Denver has been a special place for me. That first visit on a skiing vacation back in 1983 was the awakening of a new wonder for me – the wonder of the Rocky Mountains – a wonder that has never faded. Denver was the mountain gateway, forever associated with amazing canyons, ski resorts and passes that have become legendary in my own mind. With nostalgia clear as crystal, I can see the highways, hotels, and restaurants (yes, we visited Casa Bonita) we patronized on those early trips. I can still remember walking through the old Stapleton airport with the huge ski bags headed for the car rental counter with my family, eager to get out of Denver and “up the hill.” I remember leaving Denver via automobile at the end of our vacation, turned around in the back seat watching with discouragement as the mountains faded into the haze as we rushed northeast on I-76, already plotting for when I could return again.
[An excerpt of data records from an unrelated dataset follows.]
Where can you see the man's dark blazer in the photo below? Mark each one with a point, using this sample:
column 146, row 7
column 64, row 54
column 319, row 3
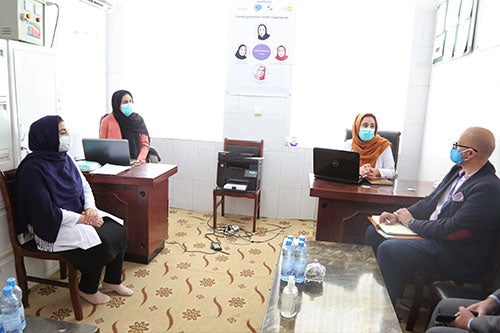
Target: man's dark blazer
column 467, row 228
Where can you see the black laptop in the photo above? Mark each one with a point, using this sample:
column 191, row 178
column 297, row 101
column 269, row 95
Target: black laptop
column 112, row 151
column 336, row 165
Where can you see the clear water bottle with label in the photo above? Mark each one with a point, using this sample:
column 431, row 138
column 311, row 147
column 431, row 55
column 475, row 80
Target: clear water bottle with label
column 11, row 322
column 16, row 290
column 300, row 262
column 287, row 258
column 289, row 303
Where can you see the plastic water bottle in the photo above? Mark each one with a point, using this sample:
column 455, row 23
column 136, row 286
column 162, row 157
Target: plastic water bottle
column 289, row 299
column 287, row 258
column 300, row 262
column 11, row 322
column 1, row 317
column 16, row 290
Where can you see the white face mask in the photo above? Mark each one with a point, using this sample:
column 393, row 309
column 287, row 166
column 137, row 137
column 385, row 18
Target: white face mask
column 64, row 143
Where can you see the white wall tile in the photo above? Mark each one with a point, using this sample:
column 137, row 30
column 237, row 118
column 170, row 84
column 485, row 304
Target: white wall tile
column 203, row 195
column 184, row 158
column 289, row 202
column 181, row 195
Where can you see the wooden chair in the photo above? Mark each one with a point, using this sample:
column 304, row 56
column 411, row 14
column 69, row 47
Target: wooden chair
column 236, row 145
column 29, row 250
column 440, row 289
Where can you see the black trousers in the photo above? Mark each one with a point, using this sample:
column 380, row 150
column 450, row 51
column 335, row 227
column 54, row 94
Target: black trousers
column 108, row 254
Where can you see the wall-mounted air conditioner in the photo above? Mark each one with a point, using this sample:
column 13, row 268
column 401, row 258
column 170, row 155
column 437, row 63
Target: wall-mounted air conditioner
column 102, row 4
The significance of Denver changed for me about three years ago. An organization with headquarters in Denver – south Downing street to be exact – hired me to be the Senior pastor of one of its constituent congregations in Colorado Springs in 2005. After three years of ministry there, in early 2008, the corporate leaders of that organization suddenly pulled the plug on my assignment and started sending me to different “Siberian” churches of the state each week to preach.
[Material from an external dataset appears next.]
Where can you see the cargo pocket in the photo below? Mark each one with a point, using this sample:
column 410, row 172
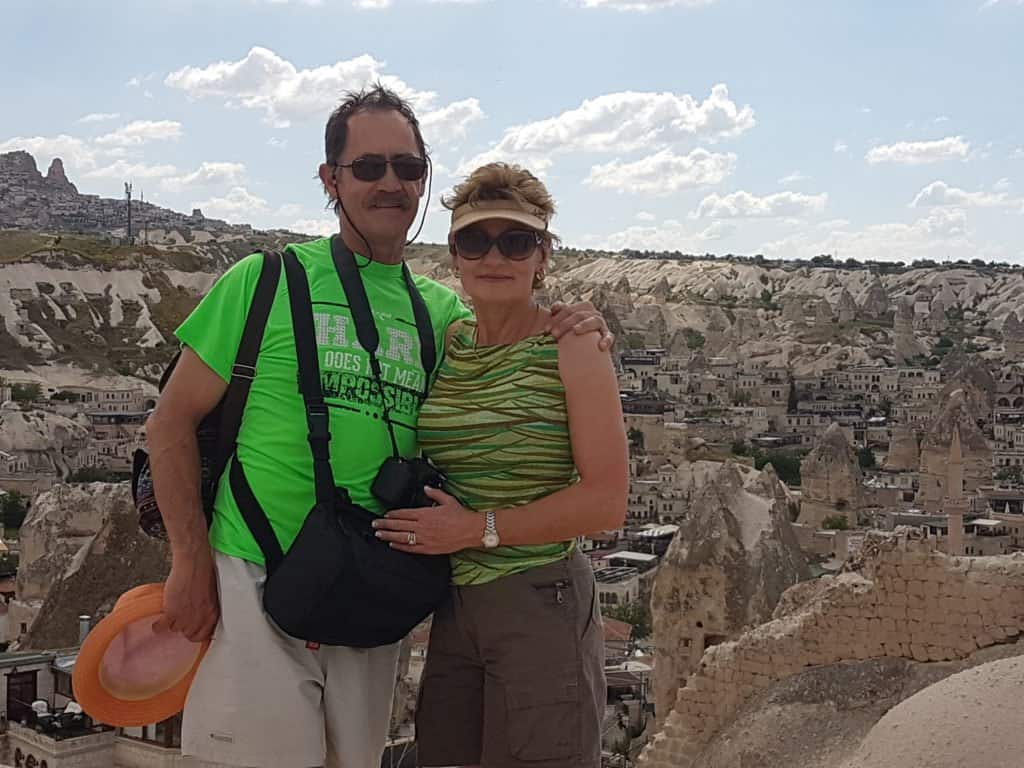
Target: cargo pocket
column 544, row 720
Through that experience, Denver rapidly became a whole different story. I came to remember restaurants, not with anticipation of joy and fun, but as places where pages of false accusations were shoved across a table to me in a blindsided move by individuals who had promised to support me. I came to remember committee rooms as places where people who I thought were friends and mentors, scowled at me with indecipherable malice in a communist-style punishment that didn't fit the “crime”. I came to remember offices where those corporate leaders demanded apologies from myself and my wife for petty mistakes, only to sit there silently when I asked for help to deal with troubling situations.

I left that organization to its own issues in the spring of 2008. But since then I've noticed that the drive through Denver is mixed with the recollection of the faces and events that brought significant grief to my experience. Each time I pass beneath the Downing street bridge on I-25 I remember for a moment those hallways, offices and conference rooms where so much pain and shock was experienced.
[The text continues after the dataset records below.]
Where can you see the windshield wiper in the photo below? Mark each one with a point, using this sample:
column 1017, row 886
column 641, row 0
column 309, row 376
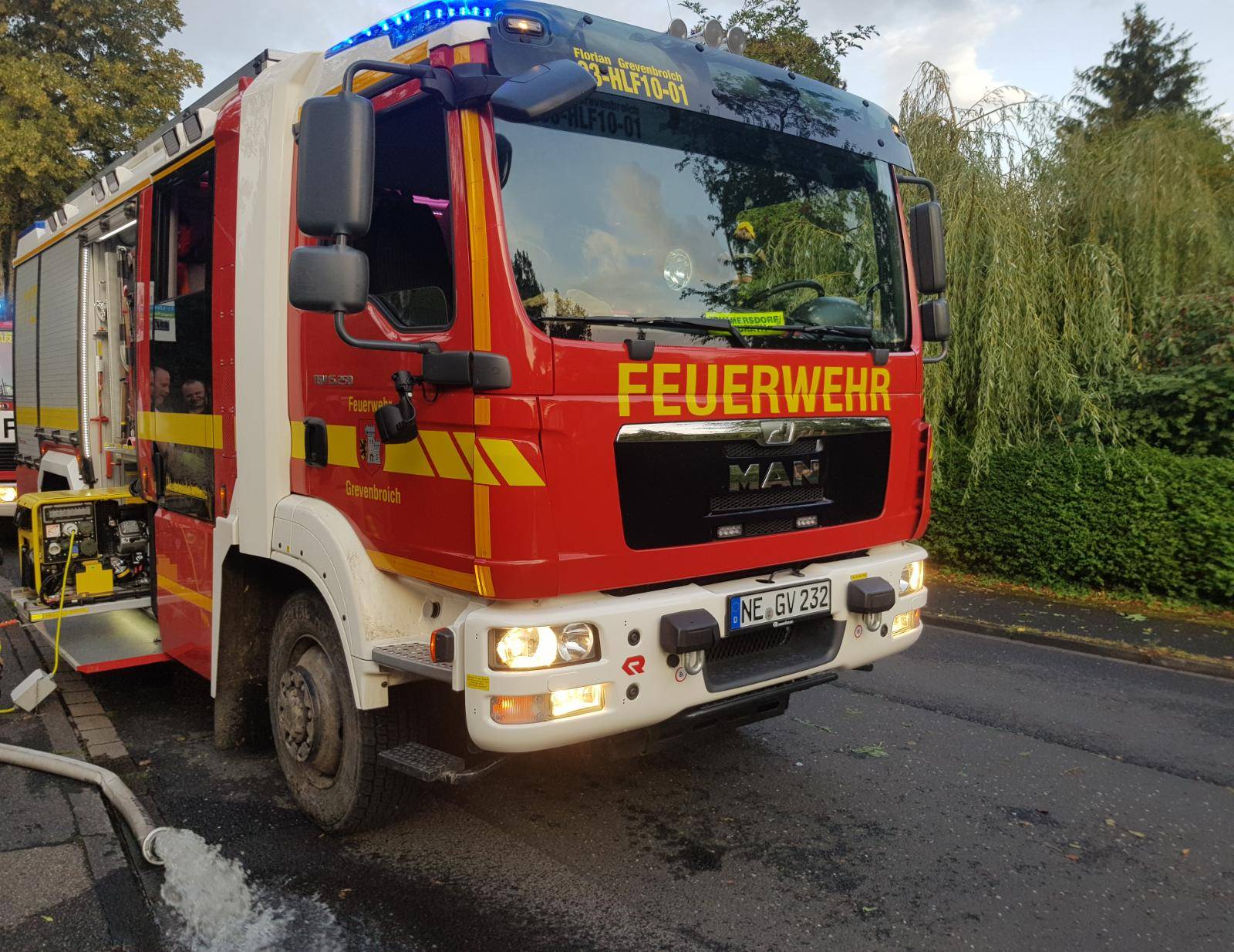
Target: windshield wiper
column 689, row 323
column 848, row 333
But last Thursday night I saw the cross again. We were passing through on I-25 headed to a celebration of my daughter's 14th birthday. It was the first time my family had noticed the cross. First lit for Easter in 1964, the 393 feet high and 254 feet across cross at the Mount Lindo Cemetery has been a beacon for many in Denver for almost 47 years. When my wife and daughter both made comments about it, a profound truth suddenly struck me.

There is a Cross that overlooks my Denver experience. There is a God who has given everything to heal the brokenhearted, proclaim liberty to the captives, release prisoners and to comfort all who mourn. There is a God behind that Cross who can restore and redeem the serendipitous joy Denver once meant to me.

Denver won't be the same for me any more. The memories of pain will be helpless against the reality of transformation God is doing in my life. Denver will forever be a place where God's grace has triumphed over human agendas.

I look forward to my next trip to Denver. Whether it's day or night, I plan to think about the Cross. I plan to think about the efforts my Father has made to rescue, restore and redeem me. I plan to make that drive through Denver a forever monument to His grace and a reminder to take courage in what He can do.